# The will to kill



## bps3040 (Jan 6, 2008)

Very interesting thread I found on XD talk.

The Will to Kill: A Study in the Mindset of Violence

http://www.ignatius-piazza-front-si...l-to-kill-a-study-in-the-mindset-of-violence/

Read the article in the story. These people were very lucky. Any comments?


----------



## Ram Rod (Jan 16, 2008)

This item seems to be making the forum rounds today. I'll save it and read it later. Thanks.


----------



## RightTurnClyde (Oct 24, 2007)

Wow. As reluctant as I am to take self-defense advice from a Freddie Mercury look-alike, I have to agree with him. A guy asks you and your wife to lie down so he can tie you up? No way!! Fight him with every ounce of speed and strength you possess!


----------



## zhurdan (Mar 21, 2008)

HAHAHAHAAHAAAA. I wouldn't have fought back. 

Simply because anyone carrying that much stuff had to be Batman with his bat utility belt, not a bad guy!

Is this guy for real? Two to the chest, one to the head... yeah right! Give a well trained person a gun and tell them to run the same drill under timed conditions and they may do well, now take that same person and expect them to get the same results under REAL duress. NOT GOING TO HAPPEN. 

This story wreaks of BullSh*t. Newspaper article or not, dogs start barking long before bacon comes into the equation. If someone can get through your home when you have THREE dogs, before you notice them... I'd say sit back with a video camera and film him raping your wife, because you either have retarded dogs, or you are deaf as a doornail.

The underlying premise to fight back is sound, but the "tactics" he will teach you in his videoblogs or tutorials is nothing more than tragedy waiting to happen. The fact that the wife was pummeling the bad guy with a bat isn't substantial in the least, as she was probably afraid of konking out her husband in the same swing of the bat.

Moving on to the fact that the took away his gun and baseball bat, two items that would severely restrict his ability to be "quiet" when entering the home, why in the bloody hell didn't she pick up the gun and shoot the intruder?

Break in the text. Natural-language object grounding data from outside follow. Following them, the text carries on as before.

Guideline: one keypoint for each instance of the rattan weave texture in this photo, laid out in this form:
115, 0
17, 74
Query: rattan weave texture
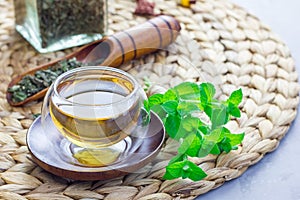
220, 43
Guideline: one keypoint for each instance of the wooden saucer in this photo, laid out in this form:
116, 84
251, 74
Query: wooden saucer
44, 144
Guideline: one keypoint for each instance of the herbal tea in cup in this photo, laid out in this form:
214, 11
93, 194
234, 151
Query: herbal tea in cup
100, 112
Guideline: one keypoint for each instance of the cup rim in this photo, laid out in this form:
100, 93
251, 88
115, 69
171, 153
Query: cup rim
100, 68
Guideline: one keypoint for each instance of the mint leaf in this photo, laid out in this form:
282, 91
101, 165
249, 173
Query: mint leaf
236, 97
160, 112
155, 99
218, 116
170, 107
190, 146
225, 145
180, 108
215, 150
234, 110
172, 125
190, 124
146, 106
170, 95
186, 108
209, 141
207, 92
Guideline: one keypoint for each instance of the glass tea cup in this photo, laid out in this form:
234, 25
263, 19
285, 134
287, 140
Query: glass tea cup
99, 112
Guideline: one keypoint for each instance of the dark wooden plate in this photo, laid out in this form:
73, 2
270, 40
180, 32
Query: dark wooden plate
45, 145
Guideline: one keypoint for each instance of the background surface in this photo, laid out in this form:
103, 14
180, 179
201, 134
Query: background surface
277, 175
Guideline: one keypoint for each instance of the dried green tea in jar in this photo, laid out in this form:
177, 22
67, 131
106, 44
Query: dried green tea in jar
51, 25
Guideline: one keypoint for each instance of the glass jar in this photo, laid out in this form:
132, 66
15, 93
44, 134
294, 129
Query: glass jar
50, 25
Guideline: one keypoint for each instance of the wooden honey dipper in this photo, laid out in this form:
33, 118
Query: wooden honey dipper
113, 50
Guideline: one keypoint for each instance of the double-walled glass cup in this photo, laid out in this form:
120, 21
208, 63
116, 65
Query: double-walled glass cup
99, 111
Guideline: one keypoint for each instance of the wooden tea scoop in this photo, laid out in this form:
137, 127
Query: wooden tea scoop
114, 50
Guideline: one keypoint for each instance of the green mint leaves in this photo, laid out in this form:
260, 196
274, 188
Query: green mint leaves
180, 108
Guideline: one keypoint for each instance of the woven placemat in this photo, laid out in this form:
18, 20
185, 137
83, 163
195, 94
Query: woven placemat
220, 43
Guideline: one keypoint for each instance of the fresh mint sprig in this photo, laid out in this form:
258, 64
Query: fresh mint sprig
179, 109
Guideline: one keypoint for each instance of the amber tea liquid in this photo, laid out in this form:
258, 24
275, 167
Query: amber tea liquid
100, 124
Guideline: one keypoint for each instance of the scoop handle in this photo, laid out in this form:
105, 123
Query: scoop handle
142, 39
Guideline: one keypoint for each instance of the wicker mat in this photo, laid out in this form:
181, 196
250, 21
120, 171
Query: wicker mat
220, 43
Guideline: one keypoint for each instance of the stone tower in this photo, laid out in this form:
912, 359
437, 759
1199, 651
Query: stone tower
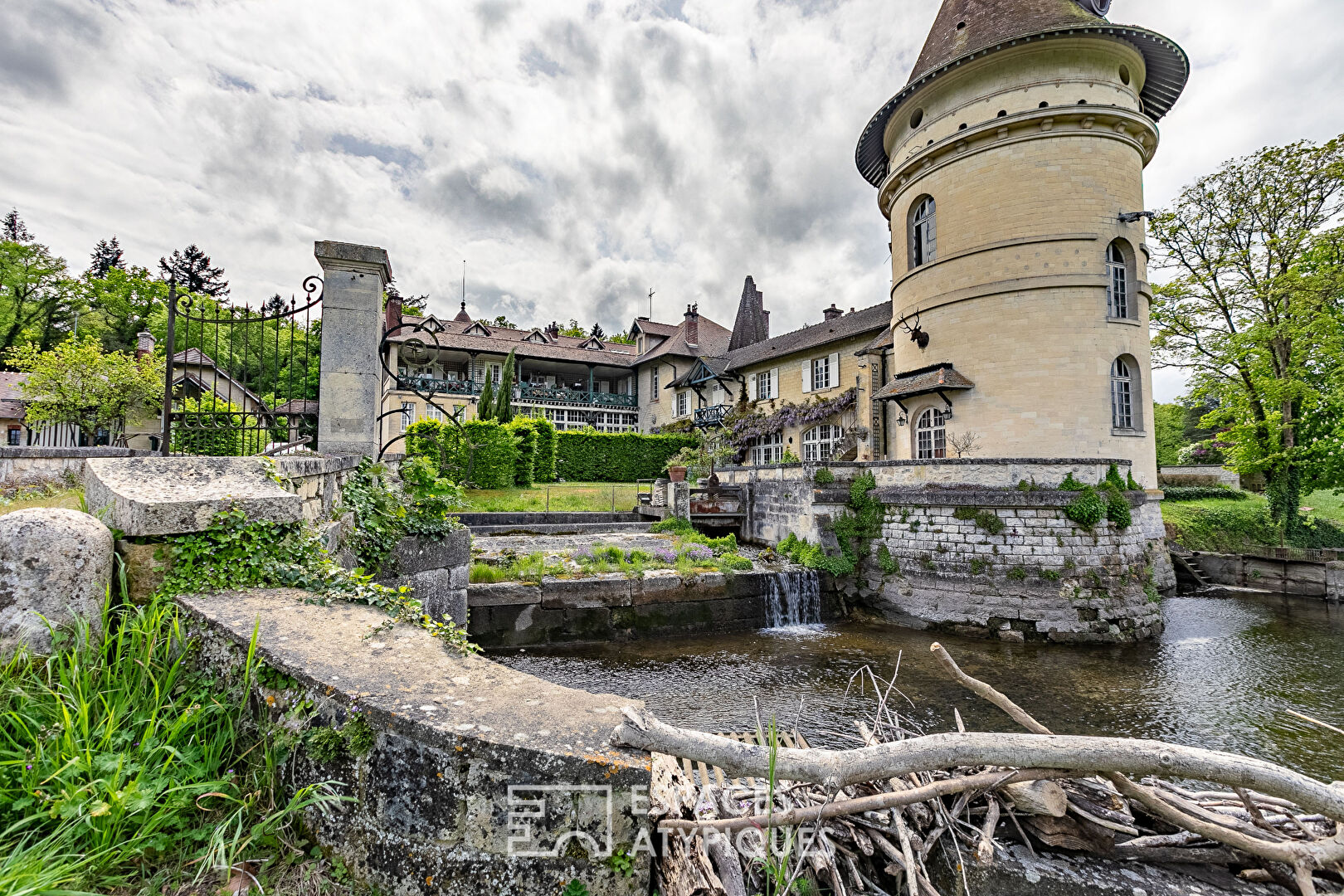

Why didn't she go to the kitchen for a knife? I'll tell you why. Because when under attack like this (think bar fight) you concern yourself with nothing more than what is directly at hand. The bat, although effective, is only as lethal as the arms swinging it and how able they are at hitting a moving target, such as a head in a tussle. 

Where were the dogs? Bacon is an alluring distraction, assuming they were distracted from the intruder to begin with, but it would only last about 20 seconds with my dogs, and I have small dogs. They'd be all over the intruders hind quarters 5 seconds after the bacon was "deployed" hahaha.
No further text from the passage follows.